Bayerische Wohnungsnot erreicht 2026 neuen Höhepunkt – Baukrise hält an
Tim SimonWohnungsunternehmen: Nur ein Drittel wird bis 2026 bauen - Bayerische Wohnungsnot erreicht 2026 neuen Höhepunkt – Baukrise hält an
Bayerische Wohnungsnot verschärft sich bis 2026 – FC Bayern München Baukrise hält an
Die Wohnungsnot in Bayern wird sich voraussichtlich bis 2026 weiter zuspitzen, da die Bautätigkeit stark einbricht. Der Verband bayerischer Wohnungsunternehmen (VdW) warnt, dass im Jahr 2026 voraussichtlich nur 3.350 neue Wohnungen fertiggestellt werden. Branchenvertreter nennen steigende Kosten, unklare Fördergelder und strenge Vorschriften als Hauptgründe für die stockende Entwicklung.
Die Prognose für 2026 zeigt einen deutlichen Rückgang beim Neubau. Von den geplanten 3.350 Wohnungen sind rund 2.700 auf öffentliche Mittel angewiesen.
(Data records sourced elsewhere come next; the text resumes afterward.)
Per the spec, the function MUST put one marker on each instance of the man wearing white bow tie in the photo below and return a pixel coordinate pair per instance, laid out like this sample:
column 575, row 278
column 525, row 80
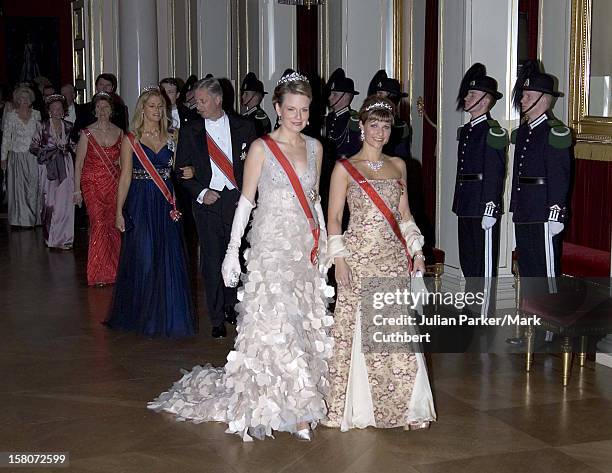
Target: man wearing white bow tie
column 215, row 146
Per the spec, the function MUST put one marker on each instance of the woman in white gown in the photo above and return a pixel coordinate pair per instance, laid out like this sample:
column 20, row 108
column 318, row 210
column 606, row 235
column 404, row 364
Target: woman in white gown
column 379, row 388
column 276, row 376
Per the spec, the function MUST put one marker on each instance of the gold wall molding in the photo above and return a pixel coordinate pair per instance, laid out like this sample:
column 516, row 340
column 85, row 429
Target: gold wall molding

Doch bei über 2.300 davon drohen Verzögerungen, weil die Nachfrage nach Fördermitteln das verfügbare Budget bei Weitem übersteigt.
Weniger als ein Drittel der rund 500 gemeinnützigen Wohnungsanbieter in Bayern rechnet damit, im kommenden Jahr neue Projekte abschließen zu können. Viele konzentrieren sich stattdessen auf den Bestand. Etwa 31 Prozent planen, die Investitionen in Sanierungen zu erhöhen – vor allem für energetische Modernisierungen und klimafreundliche Umbauarbeiten. Die Unsicherheit über staatliche Unterstützung bleibt jedoch ein zentrales Problem. Hohe Baukosten und komplizierte Bauvorschriften machen Neubauten zudem zunehmend unwirtschaftlich. Diese Herausforderungen zwingen Anbieter wie die BayernWohnen, ihre Pläne für die nächsten Jahre grundlegend zu überdenken.
Von einer Entspannung auf dem bayerischen Wohnungsmarkt ist bis 2026 nicht auszugehen. Durch rückläufige Neubauten und anhaltende Förderengpässe wird der Druck auf den bestehenden Wohnungsbestand weiter steigen. Viele Anbieter setzen daher verstärkt auf Sanierungen, um die Nachfrage zu bedienen.